Before using any AI tool, classify the data and confirm that the tool is appropriate for that data.

  • Public data: generally acceptable.
  • Internal Use or Confidential data: only use with Clemson-approved, contract-protected AI services, and only when sponsor, IRB, export-control, publication, or project rules also permit it.
  • Restricted data: do not enter into AI tools unless you have explicit approval for that use case.
  • Third-party plugins, add-ons, connectors, and bots can change the data path and often require extra review.

See Clemson AI Guidelines, the Academic and Research AI Usage Quick Guide, and AI Tools at Clemson.

Storage, Secrets, And Shared State

AI assistants can read what you can read. Start them in the directory you actually intend to work in.

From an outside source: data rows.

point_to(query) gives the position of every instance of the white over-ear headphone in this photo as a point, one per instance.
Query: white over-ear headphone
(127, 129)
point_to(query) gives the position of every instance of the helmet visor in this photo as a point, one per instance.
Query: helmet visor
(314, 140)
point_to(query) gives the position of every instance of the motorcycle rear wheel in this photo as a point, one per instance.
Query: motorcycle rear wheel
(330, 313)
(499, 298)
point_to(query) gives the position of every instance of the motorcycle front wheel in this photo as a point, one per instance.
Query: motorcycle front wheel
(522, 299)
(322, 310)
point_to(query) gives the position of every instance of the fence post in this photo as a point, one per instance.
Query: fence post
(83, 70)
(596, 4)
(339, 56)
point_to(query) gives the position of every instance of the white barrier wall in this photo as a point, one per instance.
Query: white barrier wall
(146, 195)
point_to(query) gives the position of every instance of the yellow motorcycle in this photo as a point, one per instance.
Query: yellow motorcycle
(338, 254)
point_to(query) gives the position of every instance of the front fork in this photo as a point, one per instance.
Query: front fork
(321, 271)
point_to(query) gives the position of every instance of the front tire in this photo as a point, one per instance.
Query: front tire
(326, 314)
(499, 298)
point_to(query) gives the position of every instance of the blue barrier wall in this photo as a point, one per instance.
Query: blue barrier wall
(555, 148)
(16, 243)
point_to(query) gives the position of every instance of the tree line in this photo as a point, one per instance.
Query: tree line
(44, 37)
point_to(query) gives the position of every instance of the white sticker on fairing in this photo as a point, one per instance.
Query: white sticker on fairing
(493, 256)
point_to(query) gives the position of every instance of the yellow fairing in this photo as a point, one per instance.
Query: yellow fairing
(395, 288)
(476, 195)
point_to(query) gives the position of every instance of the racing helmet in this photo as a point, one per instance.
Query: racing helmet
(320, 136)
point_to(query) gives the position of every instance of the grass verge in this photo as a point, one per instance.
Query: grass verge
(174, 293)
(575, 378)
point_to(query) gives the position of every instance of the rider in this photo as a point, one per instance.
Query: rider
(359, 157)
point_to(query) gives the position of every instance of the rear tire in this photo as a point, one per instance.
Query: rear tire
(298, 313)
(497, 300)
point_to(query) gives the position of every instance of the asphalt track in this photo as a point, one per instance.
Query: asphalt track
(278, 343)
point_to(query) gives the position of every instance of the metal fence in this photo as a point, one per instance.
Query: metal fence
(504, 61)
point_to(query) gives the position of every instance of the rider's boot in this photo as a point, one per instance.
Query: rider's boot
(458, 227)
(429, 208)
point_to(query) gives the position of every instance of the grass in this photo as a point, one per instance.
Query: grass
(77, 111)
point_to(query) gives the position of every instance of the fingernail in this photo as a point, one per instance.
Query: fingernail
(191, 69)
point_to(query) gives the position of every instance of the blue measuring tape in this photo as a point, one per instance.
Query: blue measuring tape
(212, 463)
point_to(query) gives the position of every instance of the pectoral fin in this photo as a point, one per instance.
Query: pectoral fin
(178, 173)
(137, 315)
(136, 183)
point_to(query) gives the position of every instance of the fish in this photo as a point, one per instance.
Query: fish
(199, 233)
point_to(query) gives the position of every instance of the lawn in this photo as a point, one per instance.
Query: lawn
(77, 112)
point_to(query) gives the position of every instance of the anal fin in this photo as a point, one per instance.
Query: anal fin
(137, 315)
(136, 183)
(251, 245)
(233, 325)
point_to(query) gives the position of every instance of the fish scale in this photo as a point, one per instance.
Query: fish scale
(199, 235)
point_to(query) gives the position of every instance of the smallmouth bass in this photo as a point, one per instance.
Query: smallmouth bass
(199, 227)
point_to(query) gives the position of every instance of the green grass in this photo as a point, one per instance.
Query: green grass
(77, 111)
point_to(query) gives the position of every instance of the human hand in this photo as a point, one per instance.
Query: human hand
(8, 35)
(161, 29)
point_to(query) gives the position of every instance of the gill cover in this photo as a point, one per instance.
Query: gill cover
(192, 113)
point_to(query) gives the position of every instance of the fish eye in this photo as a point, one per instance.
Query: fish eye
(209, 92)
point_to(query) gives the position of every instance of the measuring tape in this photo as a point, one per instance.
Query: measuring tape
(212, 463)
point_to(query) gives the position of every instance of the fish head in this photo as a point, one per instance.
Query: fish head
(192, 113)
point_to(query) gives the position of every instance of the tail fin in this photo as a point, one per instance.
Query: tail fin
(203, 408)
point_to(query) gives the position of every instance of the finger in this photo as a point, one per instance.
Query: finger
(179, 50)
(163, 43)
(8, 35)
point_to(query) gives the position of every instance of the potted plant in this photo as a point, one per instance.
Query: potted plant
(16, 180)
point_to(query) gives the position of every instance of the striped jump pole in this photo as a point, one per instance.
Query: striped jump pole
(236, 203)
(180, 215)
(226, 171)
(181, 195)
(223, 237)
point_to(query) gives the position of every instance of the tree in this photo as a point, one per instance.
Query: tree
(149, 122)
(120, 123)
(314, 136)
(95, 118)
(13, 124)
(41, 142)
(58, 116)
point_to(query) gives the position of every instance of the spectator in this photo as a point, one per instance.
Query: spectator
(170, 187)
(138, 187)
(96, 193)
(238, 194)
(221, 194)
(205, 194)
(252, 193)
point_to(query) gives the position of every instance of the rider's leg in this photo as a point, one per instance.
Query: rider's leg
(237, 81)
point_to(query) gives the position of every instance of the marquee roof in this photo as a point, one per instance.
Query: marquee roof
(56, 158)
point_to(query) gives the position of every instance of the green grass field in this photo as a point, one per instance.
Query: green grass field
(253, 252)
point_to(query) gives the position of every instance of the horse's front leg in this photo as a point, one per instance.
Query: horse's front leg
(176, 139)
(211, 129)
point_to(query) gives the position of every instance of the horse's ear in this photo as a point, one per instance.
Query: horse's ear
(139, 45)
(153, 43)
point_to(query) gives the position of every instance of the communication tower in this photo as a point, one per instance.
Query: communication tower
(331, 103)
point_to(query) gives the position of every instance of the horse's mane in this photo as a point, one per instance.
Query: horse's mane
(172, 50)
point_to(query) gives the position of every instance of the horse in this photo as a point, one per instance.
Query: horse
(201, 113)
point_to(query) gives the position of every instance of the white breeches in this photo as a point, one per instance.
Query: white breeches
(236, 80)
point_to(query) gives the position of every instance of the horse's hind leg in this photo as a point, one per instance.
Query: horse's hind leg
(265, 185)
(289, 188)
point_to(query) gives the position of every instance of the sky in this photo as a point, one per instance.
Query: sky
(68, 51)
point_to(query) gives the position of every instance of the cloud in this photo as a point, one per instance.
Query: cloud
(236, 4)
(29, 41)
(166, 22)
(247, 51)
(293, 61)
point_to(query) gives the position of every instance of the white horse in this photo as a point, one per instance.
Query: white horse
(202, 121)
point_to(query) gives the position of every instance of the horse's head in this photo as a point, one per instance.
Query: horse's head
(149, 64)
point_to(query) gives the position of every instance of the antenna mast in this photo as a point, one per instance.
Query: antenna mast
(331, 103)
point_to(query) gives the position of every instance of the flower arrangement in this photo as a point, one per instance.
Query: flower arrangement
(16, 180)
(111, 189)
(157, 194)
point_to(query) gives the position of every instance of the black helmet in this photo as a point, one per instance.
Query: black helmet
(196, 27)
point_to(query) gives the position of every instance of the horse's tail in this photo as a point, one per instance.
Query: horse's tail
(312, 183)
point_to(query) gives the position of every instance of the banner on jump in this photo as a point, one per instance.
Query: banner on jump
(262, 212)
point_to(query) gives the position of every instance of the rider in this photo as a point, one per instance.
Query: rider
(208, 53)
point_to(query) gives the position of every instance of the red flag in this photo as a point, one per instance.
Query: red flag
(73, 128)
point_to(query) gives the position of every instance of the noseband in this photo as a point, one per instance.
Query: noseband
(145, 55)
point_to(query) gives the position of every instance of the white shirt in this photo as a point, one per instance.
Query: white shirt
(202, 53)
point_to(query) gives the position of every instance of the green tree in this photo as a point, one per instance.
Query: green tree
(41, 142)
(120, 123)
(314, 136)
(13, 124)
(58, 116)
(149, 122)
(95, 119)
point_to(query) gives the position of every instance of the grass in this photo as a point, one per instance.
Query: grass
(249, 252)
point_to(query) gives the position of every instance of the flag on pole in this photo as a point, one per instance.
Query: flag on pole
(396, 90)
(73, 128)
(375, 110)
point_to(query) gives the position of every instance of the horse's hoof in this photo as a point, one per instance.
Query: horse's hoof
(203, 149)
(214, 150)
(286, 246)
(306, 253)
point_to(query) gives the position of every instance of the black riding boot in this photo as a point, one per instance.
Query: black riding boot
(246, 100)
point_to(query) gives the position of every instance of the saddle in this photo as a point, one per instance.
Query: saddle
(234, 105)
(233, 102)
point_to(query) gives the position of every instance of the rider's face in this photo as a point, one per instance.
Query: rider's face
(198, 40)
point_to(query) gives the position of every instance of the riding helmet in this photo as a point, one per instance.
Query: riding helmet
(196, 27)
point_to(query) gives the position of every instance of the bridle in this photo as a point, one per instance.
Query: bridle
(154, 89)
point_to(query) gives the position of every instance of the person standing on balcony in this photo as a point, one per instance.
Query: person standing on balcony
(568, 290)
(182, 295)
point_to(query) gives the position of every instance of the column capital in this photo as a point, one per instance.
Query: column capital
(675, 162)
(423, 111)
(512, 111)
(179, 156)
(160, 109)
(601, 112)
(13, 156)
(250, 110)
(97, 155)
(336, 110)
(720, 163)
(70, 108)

  • Keep API keys, SSH keys, tokens, and auth files out of Git repositories and shared scripts.
  • Treat AI tool auth caches the same way you treat passwords.
  • Prefer user-owned environments, repo-local builds, or containers for package installs.
  • Do not let assistants modify shared lab environments unless you are explicitly maintaining them.
  • Use the DTNs or Globus for substantial data movement.

See Storage Overview and Data Transfer Overview.

Slurm And Git Safety

Before approving an action, review it the same way you would review it if a person had proposed it.

  • Check sbatch, salloc, and srun resource requests before running them.
  • Avoid loops that repeatedly call Slurm commands.
  • Review scancel carefully before cancelling jobs.
  • Use Git checkpoints and review diffs before pushing to a remote.

See About the Job Scheduler and Acceptable Use Guidelines.